Bruxelles a ainsi développé un plan à partir de quatre niveaux de risque et de huit domaines dans lesquels l’intelligence artificielle est de plus en plus utilisée.

- Les risques néfastes «sont contraires aux valeurs de l’UE, parce qu’ils portent atteinte à des droits fondamentaux (par exemple: notation sociale par les gouvernements, exploitation de la vulnérabilité des enfants, recours à des techniques subliminales et – sous réserve d’exceptions strictement limitées – utilisation par les forces de l’ordre de certains systèmes d’identification biométrique en temps réel et à distance dans les lieux accessibles au public)». La conformité avec les droits fondamentaux devra faire au minimum l’objet d’une évaluation, avec l’intervention d’un organisme extérieur. Les États membres devront désigner une autorité de surveillance, qui sera elle-même représentée dans un Comité européen de l’intelligence artificielle, aux côtés de la Commission européenne et du Contrôleur européen de la protection des données.

- Les risques élevés «ont une incidence négative sur la sécurité des personnes ou sur leurs droits fondamentaux (tels que protégés par la charte des droits fondamentaux de l’UE)».

- Les risques limités seront encadrés par des exigences de transparence minimales. Par exemple, un utilisateur ou un consommateur devra être averti qu’il discute avec un chatbot, et non pas avec une personne physique de son assureur ou de son site d’e-commerce.

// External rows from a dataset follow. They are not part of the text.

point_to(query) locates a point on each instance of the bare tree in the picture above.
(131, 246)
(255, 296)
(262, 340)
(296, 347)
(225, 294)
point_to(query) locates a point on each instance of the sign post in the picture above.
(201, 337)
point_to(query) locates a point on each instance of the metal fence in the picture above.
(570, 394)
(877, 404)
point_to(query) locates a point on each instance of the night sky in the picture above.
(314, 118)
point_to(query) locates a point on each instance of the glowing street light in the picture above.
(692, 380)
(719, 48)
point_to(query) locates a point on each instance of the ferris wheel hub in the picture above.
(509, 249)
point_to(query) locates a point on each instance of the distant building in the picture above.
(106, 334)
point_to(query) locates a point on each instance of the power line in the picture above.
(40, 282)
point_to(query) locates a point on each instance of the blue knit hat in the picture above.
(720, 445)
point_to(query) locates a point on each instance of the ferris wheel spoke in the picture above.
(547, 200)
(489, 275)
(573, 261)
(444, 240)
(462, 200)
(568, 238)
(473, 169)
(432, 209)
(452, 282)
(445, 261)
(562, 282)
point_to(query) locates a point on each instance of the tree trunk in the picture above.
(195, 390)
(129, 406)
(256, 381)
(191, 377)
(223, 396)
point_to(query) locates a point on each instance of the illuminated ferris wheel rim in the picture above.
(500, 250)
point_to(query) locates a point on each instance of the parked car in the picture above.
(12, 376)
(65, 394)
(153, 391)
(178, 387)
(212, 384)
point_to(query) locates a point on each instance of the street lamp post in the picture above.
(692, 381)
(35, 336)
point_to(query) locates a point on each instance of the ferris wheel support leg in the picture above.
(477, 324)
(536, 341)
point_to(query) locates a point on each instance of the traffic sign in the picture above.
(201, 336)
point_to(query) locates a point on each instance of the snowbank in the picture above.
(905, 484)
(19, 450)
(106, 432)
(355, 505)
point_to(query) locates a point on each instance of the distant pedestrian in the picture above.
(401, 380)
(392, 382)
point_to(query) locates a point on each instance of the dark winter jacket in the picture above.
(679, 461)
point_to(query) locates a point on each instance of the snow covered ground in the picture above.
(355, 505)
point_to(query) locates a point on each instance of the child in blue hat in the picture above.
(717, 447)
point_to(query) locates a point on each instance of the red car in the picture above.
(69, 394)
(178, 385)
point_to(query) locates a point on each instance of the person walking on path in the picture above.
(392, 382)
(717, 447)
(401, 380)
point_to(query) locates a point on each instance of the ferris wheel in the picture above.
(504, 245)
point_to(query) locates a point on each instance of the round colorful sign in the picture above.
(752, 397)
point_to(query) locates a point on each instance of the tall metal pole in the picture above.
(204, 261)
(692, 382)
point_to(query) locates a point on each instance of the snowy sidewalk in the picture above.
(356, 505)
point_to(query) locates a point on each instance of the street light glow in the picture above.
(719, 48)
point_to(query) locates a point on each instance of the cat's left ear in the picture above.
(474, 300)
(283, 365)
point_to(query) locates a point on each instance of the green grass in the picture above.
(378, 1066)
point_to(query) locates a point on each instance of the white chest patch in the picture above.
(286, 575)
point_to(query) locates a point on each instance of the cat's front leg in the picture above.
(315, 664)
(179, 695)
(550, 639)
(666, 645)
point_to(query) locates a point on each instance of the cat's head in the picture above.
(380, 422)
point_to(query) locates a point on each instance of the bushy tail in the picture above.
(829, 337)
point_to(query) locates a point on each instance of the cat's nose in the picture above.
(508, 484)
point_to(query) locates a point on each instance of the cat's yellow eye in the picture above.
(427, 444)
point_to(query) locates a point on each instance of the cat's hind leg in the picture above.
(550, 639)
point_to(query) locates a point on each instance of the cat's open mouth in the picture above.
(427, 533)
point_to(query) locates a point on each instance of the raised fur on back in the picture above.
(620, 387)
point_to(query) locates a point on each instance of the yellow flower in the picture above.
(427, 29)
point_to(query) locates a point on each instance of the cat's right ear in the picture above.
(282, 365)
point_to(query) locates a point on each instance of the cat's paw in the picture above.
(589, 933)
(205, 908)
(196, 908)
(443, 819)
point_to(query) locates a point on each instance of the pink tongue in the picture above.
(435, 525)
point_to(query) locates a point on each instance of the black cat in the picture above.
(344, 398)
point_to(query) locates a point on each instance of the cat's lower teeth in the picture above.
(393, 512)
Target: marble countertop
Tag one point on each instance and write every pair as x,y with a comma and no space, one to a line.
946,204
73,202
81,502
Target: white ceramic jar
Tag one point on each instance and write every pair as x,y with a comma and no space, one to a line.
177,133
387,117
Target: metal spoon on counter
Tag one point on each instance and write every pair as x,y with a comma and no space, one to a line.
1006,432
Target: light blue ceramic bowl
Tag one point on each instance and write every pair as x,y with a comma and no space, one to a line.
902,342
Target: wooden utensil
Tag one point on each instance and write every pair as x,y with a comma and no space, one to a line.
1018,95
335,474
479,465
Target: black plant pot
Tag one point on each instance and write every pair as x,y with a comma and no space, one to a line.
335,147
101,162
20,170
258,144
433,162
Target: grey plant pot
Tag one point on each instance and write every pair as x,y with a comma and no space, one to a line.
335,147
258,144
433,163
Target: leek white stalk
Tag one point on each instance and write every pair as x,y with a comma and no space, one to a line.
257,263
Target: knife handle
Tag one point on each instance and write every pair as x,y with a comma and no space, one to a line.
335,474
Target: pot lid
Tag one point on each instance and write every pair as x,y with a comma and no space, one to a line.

- Les risques minimaux… pour tous les autres.

De quels secteurs parle-t-on?

Dans l’annexe des documents publiés par la Commission européenne figurent huit domaines visés par ce nouveau cadre réglementaire – qui devra encore passer par le processus législatif habituel de l’UE:

- les systèmes d’identification biométrique et d’identification des personnes en temps réel et a posteriori;

- les systèmes de gestion et opérationnels des infrastructures critiques (gestion du trafic sur les routes, eau, gaz, électricité, chauffage);

- les systèmes utilisés dans l’accès à l’éducation ou la formation professionnelle, qui peuvent déterminer l’accès à l’éducation et le parcours professionnel d’une personne (par exemple, la notation d’épreuves d’examen);

- les technologies d’IA utilisées dans le domaine de l’emploi, de la gestion de la main-d’œuvre et de l’accès à l’emploi indépendant (par exemple, les logiciels de tri des CV pour les procédures de recrutement);

- les technologies d’IA utilisées dans les services privés et publics essentiels (par exemple, l’évaluation du risque de crédit, qui prive certains citoyens de la possibilité d’obtenir un prêt) ou dans l’évaluation de la possibilité d’avoir accès ou pas à des soutiens publics, ou encore les systèmes qui, dans le secteur médical ou des interventions des pompiers, priorisent les interventions;

- toutes les technologies utilisées par les forces de l’ordre pour détecter l’état émotionnel d’une personne, pour détecter les faux, pour évaluer les preuves dans le cadre d’une enquête ou d’une instruction, les outils de profilage ou de prédiction des risques de comportement déviant, ou encore l’utilisation du big data pour faire émerger des liens entre des personnes dans le cadre d’enquêtes;

- les technologies d’IA utilisées dans le domaine de la gestion de la migration, de l’asile et des contrôles aux frontières (par exemple, la vérification de l’authenticité des documents de voyage);

- les technologies d’IA utilisées dans les domaines de l’administration de la justice et des processus démocratiques (par exemple, l’application de la loi à un ensemble concret de faits).